I hate today. Boo!
Today is the 29th of February, which is the 60th day of the year. Of itself that shouldn't be a problem but the fact that this is a extra-calculic day, in a month which three-quarters of the time only has 28 days, is maddening to me.
The Gregorian Calendar, with its corrections for leap years, and then uncorrections from leap years at the end of the century, and then uncorrections for uncorrections for leap years at the end of every fourth century, is a bodge on a bodge on a bodge. Why do we persist with this? Because although it is apparently easy to change from Imperial to Metric, of from PAL to Digital, changing the abstract fabric of the calendar is too hard. Predictably when England came late to the party in 1752, there were riots.
It is one thing to complain about a thing but most of the time if you want to justify the complaint, you had better have a better fix for the same problem. As usual, I have a fix and it is a good fix.
There are very close to 365¼ days in the year. However, as humans do not want to mark the year to that degree of exactitude, then the idea of 365 days in a year is practically sensible. Since we also want to overlay smaller divisions of months and weeks, we find that 12 divisions does not work properly and neither does 7.
The answer therefore is to use that principle of arithmetic called the 'common multiple' and lo and behold we have a common multiple of 7 and 4 which is dangerously close to 365.
364 = 7 multiplied by 52
364 = 4 multiplied by 91
And because multiplication is commutative and 52 is a multiple of 4, each of those four subdivisions divides into 13 sets of 7.
The very very obvious solution for the calendar, which retains months and weeks, is thus:
In every quarter there are 91 days. The first two months of the quarter both have 30 days and the last month of the quarter has 31; which acts as a reminder that the quarter has ended.

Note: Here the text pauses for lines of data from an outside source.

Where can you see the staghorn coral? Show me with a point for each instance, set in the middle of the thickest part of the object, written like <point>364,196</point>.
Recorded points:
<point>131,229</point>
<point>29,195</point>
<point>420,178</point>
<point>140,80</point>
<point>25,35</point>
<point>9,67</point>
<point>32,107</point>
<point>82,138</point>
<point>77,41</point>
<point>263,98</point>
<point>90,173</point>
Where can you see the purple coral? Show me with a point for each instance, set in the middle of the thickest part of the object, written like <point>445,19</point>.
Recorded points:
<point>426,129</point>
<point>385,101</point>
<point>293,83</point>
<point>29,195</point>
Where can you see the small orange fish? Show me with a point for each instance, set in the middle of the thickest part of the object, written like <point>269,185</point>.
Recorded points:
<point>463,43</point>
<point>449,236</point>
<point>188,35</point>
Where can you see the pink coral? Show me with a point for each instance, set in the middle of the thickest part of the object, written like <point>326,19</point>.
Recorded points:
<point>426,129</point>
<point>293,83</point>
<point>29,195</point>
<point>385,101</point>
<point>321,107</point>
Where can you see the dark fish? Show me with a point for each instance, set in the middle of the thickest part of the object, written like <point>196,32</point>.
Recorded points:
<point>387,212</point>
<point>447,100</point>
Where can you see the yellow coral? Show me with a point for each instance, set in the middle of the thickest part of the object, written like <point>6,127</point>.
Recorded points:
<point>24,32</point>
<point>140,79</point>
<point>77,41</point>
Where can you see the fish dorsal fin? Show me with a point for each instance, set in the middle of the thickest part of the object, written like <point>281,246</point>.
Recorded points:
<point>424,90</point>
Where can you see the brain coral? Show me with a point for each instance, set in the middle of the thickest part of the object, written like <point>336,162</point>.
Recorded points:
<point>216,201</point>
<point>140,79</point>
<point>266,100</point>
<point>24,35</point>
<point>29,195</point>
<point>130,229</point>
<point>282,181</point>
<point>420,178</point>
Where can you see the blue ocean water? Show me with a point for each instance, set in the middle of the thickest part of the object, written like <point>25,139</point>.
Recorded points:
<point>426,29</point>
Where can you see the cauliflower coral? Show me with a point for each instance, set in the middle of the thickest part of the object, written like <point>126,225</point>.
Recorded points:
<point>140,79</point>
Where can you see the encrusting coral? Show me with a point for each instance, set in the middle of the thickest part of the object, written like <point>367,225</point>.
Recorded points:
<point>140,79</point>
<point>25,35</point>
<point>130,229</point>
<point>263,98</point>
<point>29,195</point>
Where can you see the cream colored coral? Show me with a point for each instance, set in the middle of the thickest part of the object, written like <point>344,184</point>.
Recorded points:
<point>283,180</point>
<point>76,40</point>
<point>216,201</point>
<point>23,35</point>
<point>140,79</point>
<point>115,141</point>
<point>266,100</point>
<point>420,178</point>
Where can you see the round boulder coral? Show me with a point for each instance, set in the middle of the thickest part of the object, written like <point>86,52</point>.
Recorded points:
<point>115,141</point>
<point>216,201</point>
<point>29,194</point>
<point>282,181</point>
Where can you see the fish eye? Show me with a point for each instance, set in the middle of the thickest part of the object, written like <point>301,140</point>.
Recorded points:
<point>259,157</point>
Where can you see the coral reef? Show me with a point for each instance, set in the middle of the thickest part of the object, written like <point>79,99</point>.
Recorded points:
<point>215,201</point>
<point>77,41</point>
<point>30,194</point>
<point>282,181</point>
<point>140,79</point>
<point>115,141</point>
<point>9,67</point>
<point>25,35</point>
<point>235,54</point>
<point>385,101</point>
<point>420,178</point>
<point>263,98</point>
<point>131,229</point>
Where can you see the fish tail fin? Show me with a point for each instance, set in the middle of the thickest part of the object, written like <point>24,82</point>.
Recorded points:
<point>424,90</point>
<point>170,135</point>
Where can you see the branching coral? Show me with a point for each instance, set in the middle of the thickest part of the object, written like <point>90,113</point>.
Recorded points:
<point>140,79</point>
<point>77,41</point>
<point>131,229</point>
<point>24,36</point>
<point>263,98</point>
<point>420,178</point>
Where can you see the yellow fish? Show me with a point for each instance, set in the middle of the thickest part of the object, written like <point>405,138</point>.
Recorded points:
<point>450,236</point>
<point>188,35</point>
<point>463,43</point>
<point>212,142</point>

You will also notice that at the bottom right hand corner of this table there is one Bonus Day which isn't part of any month or week. Functionally it would be part of December but as nothing ever gets done on New Year's Eve, then this is almost moot. All the rules for leap years would be applied by adding another extra-calculic Bonus Day after that
Since this solution solves the problem of weeks not matching up with the year, and since it also has the bonus of creating four identical quarters, then this would be a perpetual calendar.
For those critics who would say that this mucks with the nature of the abstract fabric of the calendar, may I remind you that calendar reform has happened before and the most visible evidence of this is that the October Revolution in Russia is celebrated in November because the Russian Orthodox Church was even later to the party than the Church Of England, and 14 days were added to the calendar and not 11.
Granted that 2/7ths of the population will perpetually win as their birthday always falls on a weekend, while 5/7ths of the population loses because theirs do not, but seeing as this is really a minor concern and people will hold parties on the weekend anyway, although it matters a non-zero amount it is still not critical. As Easter is defined as a Sunday and based upon the moon which is no respecter of the calendar, that does not change. As a bonus, Christmas is now always on a Sunday; which ought to make the church happy.
The beauty of this calendar is that as it begins on January 1 (or even April, July, or October 1), it can simply be adopted at the beginning of the year (or quarter). We lose no days. As it also retains the extra-calculic corrections and uncorrections, it never has to be adjusted once adopted.
As it is, the accounting package that I use has a 20 month calendar with 40 days per month. This is so that you can process journal entries without disturbing any monthly figures. 40/20/2024 is already a valid date; which means that the idea of February 30th, or May 35th is not a foreign thing to me.
Today should be February 30th. The current calendar is bonkers hat-stand crazy making.